Here's another look, this time from Investopedia. Traders will often use the 0.618 ratio as a target when a stock breaks above its expected range:

Investopedia

When testing this in real-time, and to trade on the Fibonacci rule, you would only have points 0 and 1 (Forex-Central also says to wait when deciding on the top and bottom points, as the stock may still be moving).

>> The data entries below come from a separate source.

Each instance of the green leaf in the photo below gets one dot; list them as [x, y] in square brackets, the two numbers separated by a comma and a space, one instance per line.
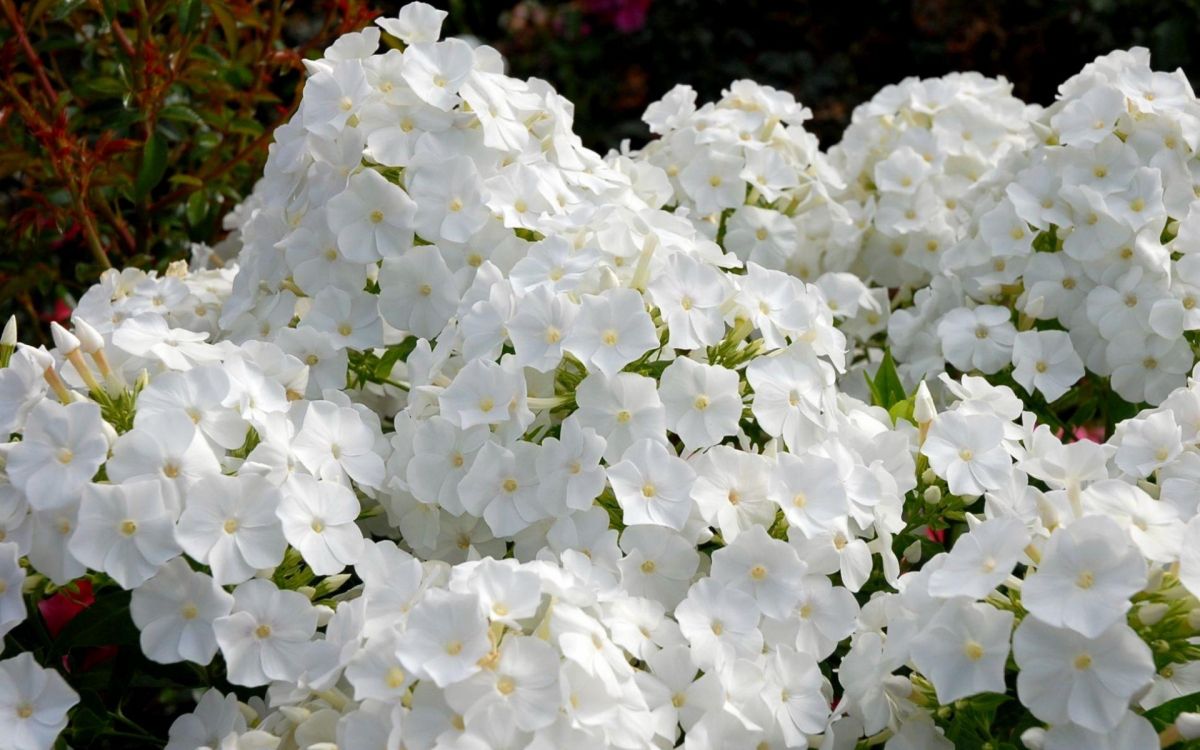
[180, 113]
[1164, 715]
[246, 126]
[154, 166]
[189, 16]
[197, 208]
[394, 354]
[886, 389]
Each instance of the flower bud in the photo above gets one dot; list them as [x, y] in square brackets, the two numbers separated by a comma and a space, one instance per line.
[1194, 619]
[912, 552]
[89, 337]
[64, 340]
[9, 339]
[1035, 738]
[43, 359]
[924, 411]
[1152, 613]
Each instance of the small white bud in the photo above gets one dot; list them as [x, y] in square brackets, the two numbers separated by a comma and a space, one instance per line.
[1194, 619]
[89, 337]
[912, 552]
[1152, 613]
[9, 339]
[1035, 738]
[64, 340]
[43, 359]
[924, 411]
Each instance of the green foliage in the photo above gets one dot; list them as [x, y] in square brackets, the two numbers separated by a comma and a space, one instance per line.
[130, 127]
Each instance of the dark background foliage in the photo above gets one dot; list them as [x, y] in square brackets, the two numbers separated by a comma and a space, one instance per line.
[129, 127]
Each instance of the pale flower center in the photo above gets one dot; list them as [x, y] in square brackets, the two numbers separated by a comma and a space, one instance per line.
[395, 678]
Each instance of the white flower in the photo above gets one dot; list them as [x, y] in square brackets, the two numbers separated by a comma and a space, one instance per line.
[336, 443]
[522, 688]
[268, 635]
[964, 648]
[445, 637]
[417, 22]
[1047, 361]
[12, 579]
[966, 451]
[653, 485]
[318, 519]
[34, 703]
[126, 531]
[977, 339]
[60, 450]
[981, 559]
[1065, 676]
[702, 402]
[417, 292]
[229, 525]
[436, 70]
[1087, 573]
[767, 569]
[174, 610]
[611, 330]
[719, 623]
[371, 219]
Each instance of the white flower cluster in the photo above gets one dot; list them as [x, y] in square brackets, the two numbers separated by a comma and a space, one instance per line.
[911, 159]
[1079, 251]
[487, 442]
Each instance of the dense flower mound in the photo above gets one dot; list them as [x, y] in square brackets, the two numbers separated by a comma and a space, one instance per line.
[486, 441]
[1079, 252]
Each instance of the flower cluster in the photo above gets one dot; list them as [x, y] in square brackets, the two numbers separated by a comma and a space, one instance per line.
[911, 159]
[1078, 256]
[487, 442]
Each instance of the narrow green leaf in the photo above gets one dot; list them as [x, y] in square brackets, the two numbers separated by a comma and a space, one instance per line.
[154, 166]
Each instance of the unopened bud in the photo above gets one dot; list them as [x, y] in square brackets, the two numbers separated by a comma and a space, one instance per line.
[609, 280]
[1035, 738]
[924, 411]
[64, 340]
[295, 714]
[89, 337]
[912, 552]
[1152, 613]
[9, 339]
[1194, 619]
[43, 359]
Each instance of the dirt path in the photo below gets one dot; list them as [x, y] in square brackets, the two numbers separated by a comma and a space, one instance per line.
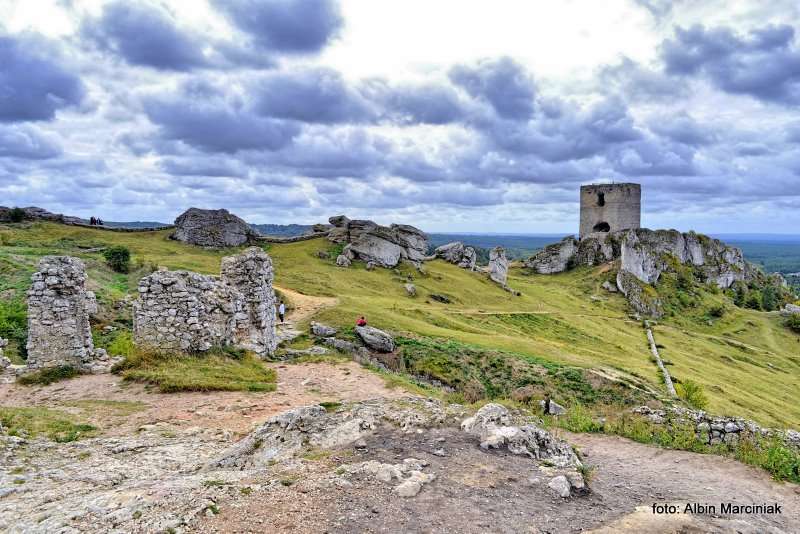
[119, 408]
[477, 491]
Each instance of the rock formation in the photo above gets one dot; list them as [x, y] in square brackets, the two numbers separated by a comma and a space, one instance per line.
[212, 228]
[498, 265]
[185, 311]
[375, 339]
[58, 318]
[382, 245]
[455, 252]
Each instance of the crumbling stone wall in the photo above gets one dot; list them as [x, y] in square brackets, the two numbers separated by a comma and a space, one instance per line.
[58, 317]
[186, 311]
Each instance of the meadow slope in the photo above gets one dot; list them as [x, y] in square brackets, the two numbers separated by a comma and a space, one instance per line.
[747, 361]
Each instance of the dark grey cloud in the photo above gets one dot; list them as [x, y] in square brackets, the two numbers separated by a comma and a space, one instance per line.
[145, 34]
[764, 64]
[33, 83]
[26, 142]
[310, 95]
[207, 117]
[288, 26]
[502, 82]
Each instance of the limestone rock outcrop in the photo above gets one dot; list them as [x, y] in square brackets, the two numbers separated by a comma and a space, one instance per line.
[382, 245]
[459, 254]
[186, 311]
[647, 253]
[498, 265]
[212, 228]
[375, 339]
[492, 424]
[58, 318]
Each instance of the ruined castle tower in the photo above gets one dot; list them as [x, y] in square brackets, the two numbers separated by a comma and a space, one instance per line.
[610, 207]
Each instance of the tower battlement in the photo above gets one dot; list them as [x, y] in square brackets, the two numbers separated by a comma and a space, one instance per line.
[610, 207]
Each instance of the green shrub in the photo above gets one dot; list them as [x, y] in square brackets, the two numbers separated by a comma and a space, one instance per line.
[693, 394]
[48, 376]
[579, 419]
[16, 215]
[793, 322]
[118, 258]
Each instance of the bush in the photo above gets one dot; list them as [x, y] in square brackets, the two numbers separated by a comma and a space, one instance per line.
[48, 376]
[118, 258]
[17, 215]
[693, 394]
[793, 322]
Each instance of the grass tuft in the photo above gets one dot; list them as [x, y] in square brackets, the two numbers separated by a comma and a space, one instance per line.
[53, 424]
[48, 376]
[221, 370]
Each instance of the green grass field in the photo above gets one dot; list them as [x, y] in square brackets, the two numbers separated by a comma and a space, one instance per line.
[747, 361]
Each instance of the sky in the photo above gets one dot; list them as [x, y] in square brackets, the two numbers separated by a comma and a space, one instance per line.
[453, 116]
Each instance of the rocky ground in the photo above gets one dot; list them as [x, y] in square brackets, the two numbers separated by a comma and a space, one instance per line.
[208, 462]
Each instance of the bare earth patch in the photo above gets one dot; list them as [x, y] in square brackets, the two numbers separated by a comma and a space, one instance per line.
[237, 412]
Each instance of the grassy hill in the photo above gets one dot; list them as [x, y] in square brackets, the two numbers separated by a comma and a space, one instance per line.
[747, 361]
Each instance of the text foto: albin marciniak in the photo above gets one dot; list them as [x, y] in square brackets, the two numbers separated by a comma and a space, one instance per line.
[725, 508]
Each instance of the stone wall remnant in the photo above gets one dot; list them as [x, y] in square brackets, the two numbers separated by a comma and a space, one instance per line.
[58, 318]
[186, 311]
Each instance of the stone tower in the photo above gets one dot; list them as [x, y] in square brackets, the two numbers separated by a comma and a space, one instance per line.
[609, 207]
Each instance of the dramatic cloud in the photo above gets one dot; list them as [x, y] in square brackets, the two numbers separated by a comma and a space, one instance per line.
[205, 116]
[292, 26]
[145, 34]
[310, 95]
[505, 84]
[764, 64]
[283, 111]
[33, 86]
[27, 143]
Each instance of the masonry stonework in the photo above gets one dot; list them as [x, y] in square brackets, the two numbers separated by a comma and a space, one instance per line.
[186, 311]
[58, 317]
[609, 207]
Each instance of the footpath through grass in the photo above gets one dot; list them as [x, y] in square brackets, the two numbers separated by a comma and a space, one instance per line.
[747, 361]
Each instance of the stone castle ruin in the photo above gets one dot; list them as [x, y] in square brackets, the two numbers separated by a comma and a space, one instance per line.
[609, 208]
[58, 318]
[186, 311]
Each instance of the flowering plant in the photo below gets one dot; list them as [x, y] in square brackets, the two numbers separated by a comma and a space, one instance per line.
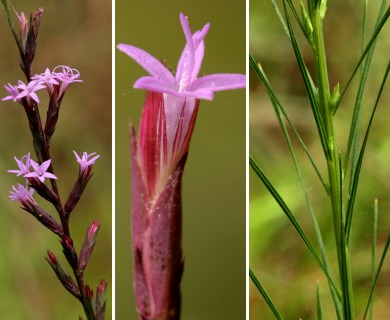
[329, 148]
[36, 173]
[158, 159]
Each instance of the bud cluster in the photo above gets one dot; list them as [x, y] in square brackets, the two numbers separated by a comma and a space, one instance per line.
[35, 173]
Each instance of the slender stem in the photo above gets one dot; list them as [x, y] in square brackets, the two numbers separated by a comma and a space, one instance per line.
[333, 160]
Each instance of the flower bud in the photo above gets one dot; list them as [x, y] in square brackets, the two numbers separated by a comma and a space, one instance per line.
[88, 245]
[101, 295]
[69, 250]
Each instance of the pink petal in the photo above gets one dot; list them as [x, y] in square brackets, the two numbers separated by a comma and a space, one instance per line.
[153, 84]
[49, 175]
[45, 165]
[149, 63]
[186, 62]
[220, 81]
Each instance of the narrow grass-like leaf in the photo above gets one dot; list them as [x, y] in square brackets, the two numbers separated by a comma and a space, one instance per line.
[354, 133]
[292, 219]
[310, 88]
[370, 43]
[373, 256]
[319, 304]
[377, 276]
[278, 109]
[277, 105]
[356, 175]
[264, 294]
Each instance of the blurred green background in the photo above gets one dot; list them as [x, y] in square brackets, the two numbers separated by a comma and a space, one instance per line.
[213, 285]
[78, 34]
[277, 254]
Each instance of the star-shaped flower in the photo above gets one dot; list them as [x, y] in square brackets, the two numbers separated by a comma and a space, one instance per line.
[13, 93]
[40, 171]
[186, 83]
[48, 78]
[29, 90]
[85, 160]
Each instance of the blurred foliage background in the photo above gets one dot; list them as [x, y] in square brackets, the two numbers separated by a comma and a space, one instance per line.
[78, 34]
[277, 254]
[213, 285]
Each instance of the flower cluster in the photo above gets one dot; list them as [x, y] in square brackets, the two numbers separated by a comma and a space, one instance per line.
[36, 174]
[56, 82]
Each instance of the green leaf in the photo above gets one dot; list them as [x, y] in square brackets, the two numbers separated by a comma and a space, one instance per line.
[365, 52]
[319, 304]
[293, 220]
[377, 276]
[356, 173]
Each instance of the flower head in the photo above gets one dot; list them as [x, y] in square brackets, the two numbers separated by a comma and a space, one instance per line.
[86, 160]
[24, 165]
[66, 76]
[29, 91]
[171, 105]
[186, 83]
[47, 78]
[13, 93]
[40, 171]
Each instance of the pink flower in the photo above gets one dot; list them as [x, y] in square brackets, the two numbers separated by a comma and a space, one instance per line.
[158, 159]
[186, 83]
[171, 105]
[40, 171]
[86, 160]
[66, 77]
[28, 91]
[13, 93]
[47, 78]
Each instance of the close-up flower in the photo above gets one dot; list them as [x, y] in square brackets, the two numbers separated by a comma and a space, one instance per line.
[40, 171]
[158, 157]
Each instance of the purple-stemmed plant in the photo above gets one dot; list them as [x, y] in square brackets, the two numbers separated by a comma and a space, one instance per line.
[35, 173]
[158, 157]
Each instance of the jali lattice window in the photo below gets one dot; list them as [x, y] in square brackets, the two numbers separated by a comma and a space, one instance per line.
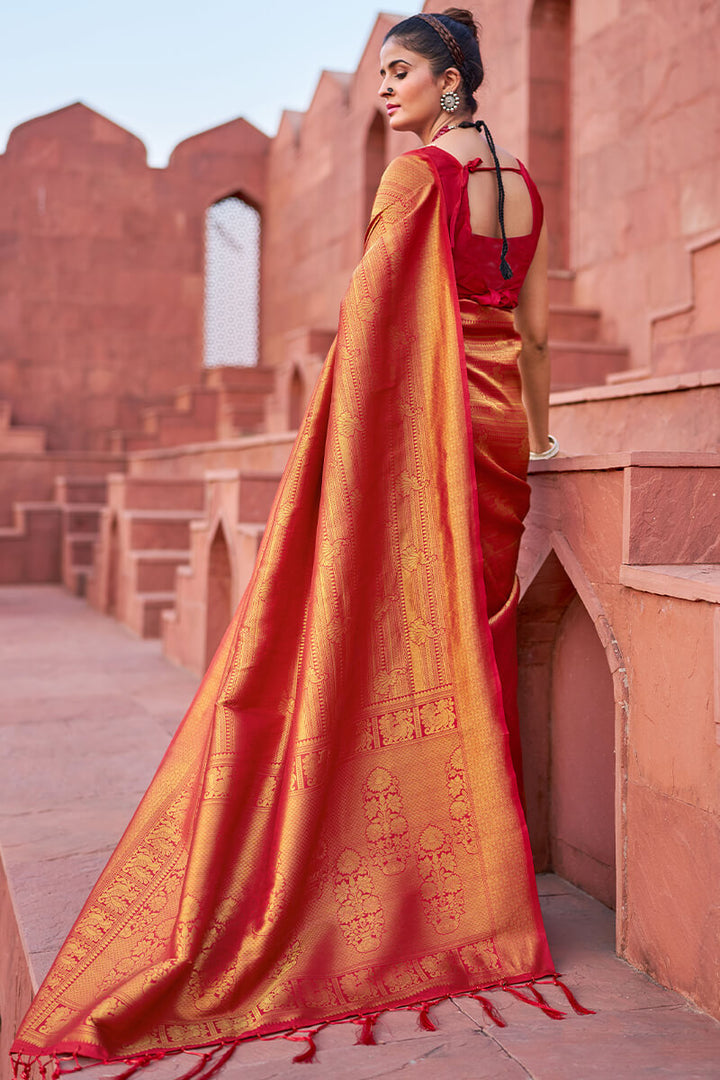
[232, 279]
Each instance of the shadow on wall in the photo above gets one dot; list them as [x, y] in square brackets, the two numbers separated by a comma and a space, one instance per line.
[568, 727]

Fibonacci retracements on stock prices are far from perfect. Arcs are not necessarily in any specific order (meaning, a stock that declined, but that is now increasing, may only hit the 0.382 mark before turning negative again). Take a look at this graph from Investopedia that also shows how random the movements can be:

Investopedia

Leonardo of Pisa was also credited with creating some of the earliest formulas traders could use in the 1200s. In a 2004 Yale School of Management paper by William Goetzmann, "Fibonacci and the Financial Revolution," Goetzmann argues that Leonardo was the first mathematician to use the present value theorem, or the equation used by nearly every Fortune 500 company when valuing capital plans and payments.

As for the Golden Rule, it occurs when the sum of two quantities create a third number, and the ratio of that third number is to the larger of the quantities, as the larger quantity is to the smaller one (i.e. in the equation, A + B = C, A is to B as B is to C).